Highlights

  • As before, Google’s library, which gets along with TensorFlow Privacy, can be used with data processing engines such as Spark and Beam frameworks, yielding potentially more flexibility in deployment.
  • Google is one among those tech giants that have released differential privacy tools for AI in recent years.

On the occasion of Data Privacy Day, Google announced the expansion of its existing differential privacy library to the Python programming language in collaboration with OpenMined, an open source community focused on privacy protection technologies. The company also disclosed a new differential privacy tool that, according to it, will allow practitioners to visualize and better adjust the parameters used to generate differentially private information and paper sharing techniques to scale differential privacy to large datasets. This step will make differential privacy tools easily accessible to more people.

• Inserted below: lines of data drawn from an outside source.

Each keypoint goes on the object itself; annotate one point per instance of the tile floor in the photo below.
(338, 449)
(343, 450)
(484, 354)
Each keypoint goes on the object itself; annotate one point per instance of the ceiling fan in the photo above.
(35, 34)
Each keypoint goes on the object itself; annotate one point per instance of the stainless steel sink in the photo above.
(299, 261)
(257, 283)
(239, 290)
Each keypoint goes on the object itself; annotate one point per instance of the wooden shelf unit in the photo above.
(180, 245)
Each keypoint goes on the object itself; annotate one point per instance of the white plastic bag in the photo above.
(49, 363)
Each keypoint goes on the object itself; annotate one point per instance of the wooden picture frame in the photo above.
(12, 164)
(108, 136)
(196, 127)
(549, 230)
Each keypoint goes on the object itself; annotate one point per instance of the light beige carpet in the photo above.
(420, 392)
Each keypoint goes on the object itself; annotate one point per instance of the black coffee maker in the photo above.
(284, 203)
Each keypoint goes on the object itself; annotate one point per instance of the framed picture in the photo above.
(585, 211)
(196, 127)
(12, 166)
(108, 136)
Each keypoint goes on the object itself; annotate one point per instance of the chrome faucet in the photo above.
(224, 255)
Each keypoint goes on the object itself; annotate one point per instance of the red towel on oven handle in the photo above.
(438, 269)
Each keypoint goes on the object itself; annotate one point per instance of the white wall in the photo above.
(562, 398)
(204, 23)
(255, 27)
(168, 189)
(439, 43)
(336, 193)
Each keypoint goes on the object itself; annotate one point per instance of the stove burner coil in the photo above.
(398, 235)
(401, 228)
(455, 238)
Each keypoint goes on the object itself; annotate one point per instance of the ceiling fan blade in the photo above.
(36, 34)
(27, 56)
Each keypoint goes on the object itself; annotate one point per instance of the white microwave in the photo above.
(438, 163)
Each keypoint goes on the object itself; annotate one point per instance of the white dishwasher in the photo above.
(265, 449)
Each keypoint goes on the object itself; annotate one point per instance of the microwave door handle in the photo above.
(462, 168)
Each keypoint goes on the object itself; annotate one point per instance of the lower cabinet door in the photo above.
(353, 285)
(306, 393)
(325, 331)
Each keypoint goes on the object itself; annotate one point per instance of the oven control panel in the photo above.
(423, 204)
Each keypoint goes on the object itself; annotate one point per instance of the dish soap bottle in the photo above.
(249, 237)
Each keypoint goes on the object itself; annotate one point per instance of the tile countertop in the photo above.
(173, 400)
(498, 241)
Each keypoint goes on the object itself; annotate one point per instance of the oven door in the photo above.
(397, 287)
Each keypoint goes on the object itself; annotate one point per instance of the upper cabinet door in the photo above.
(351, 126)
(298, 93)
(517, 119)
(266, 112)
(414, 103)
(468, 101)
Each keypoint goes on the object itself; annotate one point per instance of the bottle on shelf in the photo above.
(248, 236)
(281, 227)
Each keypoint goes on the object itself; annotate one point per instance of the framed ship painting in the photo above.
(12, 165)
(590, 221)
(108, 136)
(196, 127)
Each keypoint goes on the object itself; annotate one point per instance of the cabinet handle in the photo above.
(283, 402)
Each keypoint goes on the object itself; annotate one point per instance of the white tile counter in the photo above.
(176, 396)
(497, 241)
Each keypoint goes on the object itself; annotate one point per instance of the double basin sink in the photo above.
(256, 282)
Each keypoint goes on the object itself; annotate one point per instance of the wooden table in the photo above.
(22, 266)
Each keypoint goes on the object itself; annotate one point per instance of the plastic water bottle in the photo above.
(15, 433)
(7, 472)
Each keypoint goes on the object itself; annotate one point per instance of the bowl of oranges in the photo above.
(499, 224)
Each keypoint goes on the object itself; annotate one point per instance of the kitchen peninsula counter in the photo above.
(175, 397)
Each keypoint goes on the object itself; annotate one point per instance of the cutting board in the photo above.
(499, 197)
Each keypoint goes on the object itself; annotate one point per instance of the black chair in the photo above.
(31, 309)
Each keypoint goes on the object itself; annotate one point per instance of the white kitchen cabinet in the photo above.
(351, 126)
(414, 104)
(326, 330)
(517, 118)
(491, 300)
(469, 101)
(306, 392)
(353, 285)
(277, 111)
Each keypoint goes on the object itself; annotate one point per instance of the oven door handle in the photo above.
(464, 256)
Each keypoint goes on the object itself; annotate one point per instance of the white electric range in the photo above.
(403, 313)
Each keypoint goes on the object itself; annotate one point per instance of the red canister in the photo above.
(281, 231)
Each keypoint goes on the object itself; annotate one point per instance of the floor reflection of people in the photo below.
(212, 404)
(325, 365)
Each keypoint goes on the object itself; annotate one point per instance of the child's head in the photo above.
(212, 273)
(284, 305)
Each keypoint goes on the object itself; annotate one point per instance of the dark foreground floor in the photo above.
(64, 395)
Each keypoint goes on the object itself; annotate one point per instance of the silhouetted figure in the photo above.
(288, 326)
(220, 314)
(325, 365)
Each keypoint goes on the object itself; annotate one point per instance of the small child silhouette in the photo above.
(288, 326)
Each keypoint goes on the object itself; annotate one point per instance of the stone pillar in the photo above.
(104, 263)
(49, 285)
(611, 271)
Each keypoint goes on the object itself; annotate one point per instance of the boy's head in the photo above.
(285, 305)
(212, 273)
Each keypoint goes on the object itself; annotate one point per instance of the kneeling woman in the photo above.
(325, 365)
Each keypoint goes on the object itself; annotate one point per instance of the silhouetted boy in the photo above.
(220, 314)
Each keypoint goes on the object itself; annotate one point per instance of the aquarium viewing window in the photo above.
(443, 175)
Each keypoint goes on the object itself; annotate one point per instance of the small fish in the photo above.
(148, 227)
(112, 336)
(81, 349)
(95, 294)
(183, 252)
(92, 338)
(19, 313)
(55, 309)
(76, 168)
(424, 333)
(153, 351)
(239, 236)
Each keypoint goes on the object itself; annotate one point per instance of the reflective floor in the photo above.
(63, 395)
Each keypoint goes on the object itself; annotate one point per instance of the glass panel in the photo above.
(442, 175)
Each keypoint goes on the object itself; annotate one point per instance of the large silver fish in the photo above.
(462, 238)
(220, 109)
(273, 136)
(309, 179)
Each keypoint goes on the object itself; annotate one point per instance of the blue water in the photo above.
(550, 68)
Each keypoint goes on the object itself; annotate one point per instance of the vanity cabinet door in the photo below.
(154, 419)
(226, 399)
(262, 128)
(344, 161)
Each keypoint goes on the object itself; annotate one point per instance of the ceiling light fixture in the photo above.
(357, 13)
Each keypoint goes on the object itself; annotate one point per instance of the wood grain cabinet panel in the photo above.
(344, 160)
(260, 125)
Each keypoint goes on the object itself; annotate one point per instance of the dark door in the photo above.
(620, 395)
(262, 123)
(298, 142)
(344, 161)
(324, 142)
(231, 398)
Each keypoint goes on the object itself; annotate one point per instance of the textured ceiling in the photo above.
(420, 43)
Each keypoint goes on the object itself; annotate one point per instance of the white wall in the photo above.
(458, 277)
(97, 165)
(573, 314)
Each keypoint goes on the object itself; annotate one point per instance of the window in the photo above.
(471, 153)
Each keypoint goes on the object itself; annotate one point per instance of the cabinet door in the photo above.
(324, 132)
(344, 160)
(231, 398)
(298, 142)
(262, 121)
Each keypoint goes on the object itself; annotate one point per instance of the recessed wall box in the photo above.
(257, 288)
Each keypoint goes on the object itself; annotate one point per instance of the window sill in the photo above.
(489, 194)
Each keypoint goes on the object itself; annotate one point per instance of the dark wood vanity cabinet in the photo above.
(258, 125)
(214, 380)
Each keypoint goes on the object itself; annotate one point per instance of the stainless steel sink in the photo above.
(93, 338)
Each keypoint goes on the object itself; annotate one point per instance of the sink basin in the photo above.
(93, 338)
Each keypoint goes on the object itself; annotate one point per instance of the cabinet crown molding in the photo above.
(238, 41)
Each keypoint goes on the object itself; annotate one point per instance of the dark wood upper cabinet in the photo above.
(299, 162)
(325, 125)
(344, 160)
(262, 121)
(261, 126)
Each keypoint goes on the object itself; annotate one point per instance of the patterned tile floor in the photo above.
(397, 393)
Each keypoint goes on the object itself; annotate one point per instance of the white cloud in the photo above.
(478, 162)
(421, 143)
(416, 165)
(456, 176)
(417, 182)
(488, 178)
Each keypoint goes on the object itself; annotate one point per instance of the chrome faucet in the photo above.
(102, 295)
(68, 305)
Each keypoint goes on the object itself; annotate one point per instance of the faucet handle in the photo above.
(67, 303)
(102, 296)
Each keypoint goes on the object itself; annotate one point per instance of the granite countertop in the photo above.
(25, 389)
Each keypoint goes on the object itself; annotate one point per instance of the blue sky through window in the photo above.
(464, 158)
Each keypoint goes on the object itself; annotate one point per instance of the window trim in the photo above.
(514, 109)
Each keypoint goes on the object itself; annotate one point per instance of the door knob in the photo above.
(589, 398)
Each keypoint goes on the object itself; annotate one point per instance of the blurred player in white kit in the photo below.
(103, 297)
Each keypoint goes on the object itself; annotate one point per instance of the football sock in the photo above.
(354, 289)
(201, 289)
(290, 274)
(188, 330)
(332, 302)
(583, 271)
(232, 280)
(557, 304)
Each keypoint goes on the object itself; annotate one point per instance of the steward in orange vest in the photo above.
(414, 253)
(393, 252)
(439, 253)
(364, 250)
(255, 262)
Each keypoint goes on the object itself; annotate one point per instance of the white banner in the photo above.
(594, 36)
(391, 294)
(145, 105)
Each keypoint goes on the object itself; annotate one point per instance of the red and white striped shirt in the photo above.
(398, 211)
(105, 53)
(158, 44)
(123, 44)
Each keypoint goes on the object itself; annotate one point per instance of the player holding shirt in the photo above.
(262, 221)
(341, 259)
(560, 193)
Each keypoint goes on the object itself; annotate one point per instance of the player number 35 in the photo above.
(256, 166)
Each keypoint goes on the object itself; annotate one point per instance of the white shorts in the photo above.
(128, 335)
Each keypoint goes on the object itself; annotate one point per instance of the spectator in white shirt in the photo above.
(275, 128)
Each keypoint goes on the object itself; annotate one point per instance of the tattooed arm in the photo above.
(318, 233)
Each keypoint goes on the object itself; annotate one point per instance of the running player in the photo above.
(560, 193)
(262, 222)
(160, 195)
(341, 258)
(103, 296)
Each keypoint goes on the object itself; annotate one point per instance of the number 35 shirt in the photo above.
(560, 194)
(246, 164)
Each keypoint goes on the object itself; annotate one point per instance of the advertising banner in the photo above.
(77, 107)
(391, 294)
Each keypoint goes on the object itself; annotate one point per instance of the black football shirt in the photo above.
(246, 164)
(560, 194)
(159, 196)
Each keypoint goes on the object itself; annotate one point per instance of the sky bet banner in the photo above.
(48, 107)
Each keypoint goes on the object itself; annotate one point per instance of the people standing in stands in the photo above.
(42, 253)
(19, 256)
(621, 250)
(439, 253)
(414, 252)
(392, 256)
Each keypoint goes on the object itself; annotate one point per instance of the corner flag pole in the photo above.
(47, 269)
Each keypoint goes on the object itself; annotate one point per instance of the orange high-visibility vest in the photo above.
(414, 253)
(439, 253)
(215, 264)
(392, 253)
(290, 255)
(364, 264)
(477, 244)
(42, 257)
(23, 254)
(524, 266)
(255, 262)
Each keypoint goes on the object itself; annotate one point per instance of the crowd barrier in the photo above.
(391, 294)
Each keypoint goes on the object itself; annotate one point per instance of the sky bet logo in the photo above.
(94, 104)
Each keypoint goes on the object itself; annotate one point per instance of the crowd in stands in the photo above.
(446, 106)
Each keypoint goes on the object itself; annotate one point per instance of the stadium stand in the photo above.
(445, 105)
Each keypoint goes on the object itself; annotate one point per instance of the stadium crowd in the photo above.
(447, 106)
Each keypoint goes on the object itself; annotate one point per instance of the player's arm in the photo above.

Expanding differential privacy

Google’s announcement marks both, the first year of collaboration with OpenMined and Data Privacy Day, which celebrates the signing of Convention 108 in January 1981, the first legally binding international agreement on data protection. Google open-sourced the differential privacy library – that it claims is used in its core products such as Google Maps – in September 2019, before the launch of Google’s experimental module that tests the privacy of AI models.

Miguel Guevara, Google differential privacy product lead, commented in a blog post, “In 2019, we launched our open-sourced version of our foundational differential privacy library in C++, Java, and Go. Our goal was to be transparent and allow researchers to inspect our code. We received a tremendous amount of interest from developers who wanted to use the library in their own applications, including startups like Arkhn, which enabled different hospitals to learn from medical data in a privacy-preserving way, and developers in Australia that have accelerated scientific discovery through provably private data. Since then, we have been working on various projects and new ways to make differential privacy more accessible and usable.”

The tech giant also said that the newfound support for Python in its respectful privacy library has enabled organizations to start experimenting with novel use cases such as aggregating and anonymizing the most visited web pages per country.

As before, Google’s library, which gets along with TensorFlow Privacy, can be used with data processing engines such as Spark and Beam frameworks, yielding potentially more flexibility in deployment.

Growing support

Google is one among those tech giants that have released differential privacy tools for AI in recent years. In collaboration with researchers at Harvard University, Microsoft had released SmartNoise in May 2020. The other tech giant, Meta (formerly Facebook), also recently reported open-sourced a PyTorch library for differential privacy dubbed Opacus.

Studies have revealed the urgent need for techniques to conceal private data in the datasets used to train AI systems. Researchers have also emphasized that even anonymized X-ray datasets can identify patient identities, for example. Large language models like OpenAI’s GPT-3 are known to leak names, phone numbers, addresses, etc., from training datasets when prompted.